Last week, I had an interesting discussion in the Postgres hackers mailing list about integrating pg_reorg features (possibility to reorganize a table without locks on it) directly into postgres core. Community strongly suggested that pg_reorg cannot be integrated as-is in the contribution modules of postgres core, and instead postgres should provide native ways to reorganize a table without taking heavy locks. This means that a table could be reindexed or clustered, and at the same time read and writes operations could still happen in parallel. What is particularly useful when an index is broken in a production database, as you could keep your table free of access for the other sessions running while the table is reorganized.
So, the following suggestions have been made:
- Implementation of CLUSTER CONCURRENTLY
- Implementation of REINDEX CONCURRENTLY
- ALTER TABLE CONCURRENTLY
- Extend autovacuum to perform REINDEX and CLUSTER in parallel automatically
ALTER TABLE, CLUSTER and REINDEX share a common thing: they need high-level locks to be performed. So there is a risk that the table being manipulated by one of those operations could not be accessible for a long time, especially of the table is huge. The locks taken would block read and/or write operations for the other sessions, what is not acceptable for production environment if a critical table is touched.

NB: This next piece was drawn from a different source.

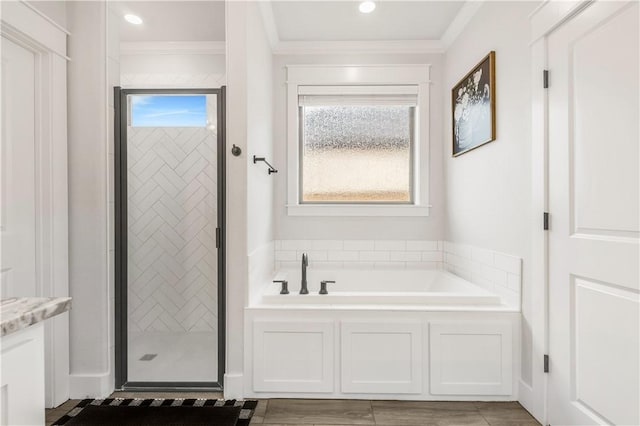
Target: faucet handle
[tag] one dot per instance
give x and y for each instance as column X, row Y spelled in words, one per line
column 323, row 286
column 285, row 284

Working on ALTER TABLE might be a huge piece of work, CLUSTER and REINDEX look more accessible. So I took some week-end spare time while a typhoon was on Tokyo area to write some code and studied the case of REINDEX CONCURRENTLY. And I finished with a patch, yeah!
Here are more details about the feature proposed… You can rebuild a table or an index concurrently with such commands:
REINDEX INDEX ind CONCURRENTLY;
REINDEX TABLE tab CONCURRENTLY;
REINDEX CONCURRENTLY has the following restrictions:
-
REINDEX [ DATABASE SYSTEM ] cannot be run concurrently. - REINDEX CONCURRENTLY cannot run inside a transaction block.
- Shared tables cannot be reindexed concurrently
- indexes for exclusion constraints cannot be reindexed concurrently.
- toast relations are reindexed non-concurrently when table reindex is done and that this table has toast relations
Here are more details about the algorithm used. Roughly, a secondary index is created in parallel of the first one, it is completed. Then the old and fresh indexes are switched. For a more complete description (the beginning of the process is similar to CREATE INDEX CONCURRENTLY):
- creation of a new index based on the same columns and restrictions as the index that is rebuilt (called here old index). This new index has as name $OLDINDEX_cct. So only a suffix _cct is added. It is marked as invalid and not ready
- Take session locks on old and new index(es), and the parent table to prevent unfortunate drops
- Commit and start a new transaction
- Wait until no running transactions could have the table open with the old list of indexes
- Build the new indexes. All the new indexes are marked as indisready
- Commit and start a new transaction
- Wait until no running transactions could have the table open with the old list of indexes
- Take a reference snapshot and validate the new indexes
- Wait for the old snapshots based on the reference snapshot
- mark the new indexes as indisvalid
- Commit and start a new transaction. At this point the old and new indexes are both valid
- Take a new reference snapshot and wait for the old snapshots to insure that old indexes are not corrupted,
- Mark the old indexes as invalid
- Swap new and old indexes, consisting here in switching their names.
- Old indexes are marked as invalid.
- Commit and start a new transaction
- Wait for transactions that might use the old indexes
- Old indexes are marked as not ready
- Commit and start a new transaction
- Drop the old indexes
This feature will be normally submitted for review to the PostgreSQL 9.3 commit fest. For the time being patch has been given to community.
Some technical details…
- A new set of functions has been created in index.c to manage concurrent operations.
- Code is relying a maximum on existing index creation, building and validation functions for maintainability.
- Documentation, as well as regression tests have been added in the first version of the patch.
- Concurrent operations are longer, require additional CPU, IO and memory but they are lock free. The parent relation and indexes cannot be dropped during process.
- If an error occurs during process, the table will finish with invalid indexes (marked with suffix _cct in their names). It is the responsability of the user to drop them.
- If you are looking for the patch, have a look here.
Please note that those specification notes are based on the first version of the patch proposed, and are subject to change depending on the community and reviewers’ feedback.
Edit 2012/10/14: A new version of the patch has been submitted with the following enhancements:
- Support for toast relations to be reindexed concurrently as well as other indexes
- Correction of drop behavior for constraint indexes
- Correction of bugs
- Support for exclusion constraints, looks to work as far as tested
The patch has been submitted to pgsql-hackers in this email.